Of course, it’s a balancing act: eating and exercise behaviors can easily reinforce each other (as the common “when I exercise more I crave healthier foods”). We need to eat sufficient healthy foods (protein, fiber-rich foods, foods with vitamins) to take good care of our bodies, and we need to exercise enough to keep our hearts and bones strong and to burn off some energy in the process.
But when we make a new commitment to healthy living, we have another issue to keep an eye out for, and that is the way one behavior can become “anchored” to another:
About a month ago however, she developed an injury, and as a consequence, her exercise dropped down to nothing.
Wanna know what else dropped down to nothing?
Her healthy eating behaviours.
Anchoring can be a great tool — it’s a good way to get some exercise in your life, for example: “Right after I wake up, I will do a few pushups and sit-ups” is a way to help you develop a new behavior by connecting it with something else you already do. You just have to choose the anchor wisely — choose something that happens with the same reliability as you want in your desired behavior.
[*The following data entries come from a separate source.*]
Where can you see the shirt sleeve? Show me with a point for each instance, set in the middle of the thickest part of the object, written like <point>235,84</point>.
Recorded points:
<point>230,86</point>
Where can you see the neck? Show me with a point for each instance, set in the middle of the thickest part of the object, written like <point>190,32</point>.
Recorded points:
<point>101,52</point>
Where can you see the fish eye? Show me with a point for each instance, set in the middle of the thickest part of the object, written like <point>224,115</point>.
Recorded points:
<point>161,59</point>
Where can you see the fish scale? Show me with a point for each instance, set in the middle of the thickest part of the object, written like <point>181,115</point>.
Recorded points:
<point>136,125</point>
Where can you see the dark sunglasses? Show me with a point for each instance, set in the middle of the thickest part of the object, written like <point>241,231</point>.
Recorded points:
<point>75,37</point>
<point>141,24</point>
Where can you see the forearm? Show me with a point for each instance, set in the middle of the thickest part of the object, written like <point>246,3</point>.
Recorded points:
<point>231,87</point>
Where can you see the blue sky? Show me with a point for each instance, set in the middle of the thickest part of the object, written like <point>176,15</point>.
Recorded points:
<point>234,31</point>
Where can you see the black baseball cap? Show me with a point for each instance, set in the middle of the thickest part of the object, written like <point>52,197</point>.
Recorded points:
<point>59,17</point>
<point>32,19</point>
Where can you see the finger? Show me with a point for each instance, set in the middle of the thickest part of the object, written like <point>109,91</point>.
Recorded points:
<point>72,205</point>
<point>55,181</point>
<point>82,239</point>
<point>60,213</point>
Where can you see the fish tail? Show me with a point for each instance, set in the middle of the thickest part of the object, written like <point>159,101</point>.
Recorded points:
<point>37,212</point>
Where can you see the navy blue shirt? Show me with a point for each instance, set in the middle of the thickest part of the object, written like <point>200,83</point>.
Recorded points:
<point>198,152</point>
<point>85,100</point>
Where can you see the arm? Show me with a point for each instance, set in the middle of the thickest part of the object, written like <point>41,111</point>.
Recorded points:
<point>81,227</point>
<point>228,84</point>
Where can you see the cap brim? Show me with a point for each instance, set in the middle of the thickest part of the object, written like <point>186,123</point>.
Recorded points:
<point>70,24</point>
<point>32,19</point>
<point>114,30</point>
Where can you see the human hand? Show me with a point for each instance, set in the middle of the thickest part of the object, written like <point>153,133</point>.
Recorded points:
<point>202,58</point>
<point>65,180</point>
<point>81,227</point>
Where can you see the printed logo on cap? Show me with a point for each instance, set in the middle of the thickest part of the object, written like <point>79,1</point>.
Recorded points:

And consider the possible snags in the plan.
How Can I Protect Myself?
People who train at a gym 3 or 4 days a week — that is, who have definite, scheduled “rest days” — often use an eating “trick” of eating differently depending on the day. This is sometimes called a “zig-zag food pattern.” The idea is that your total calories are consistent week to week, but some days you eat more to support the exercise, and on rest days you eat less.
Anchoring food to activity level — instead of just to a switch over from previous behaviors — can help you get through downtime (from an injury or other interruption in your exercise schedule) without losing your progress.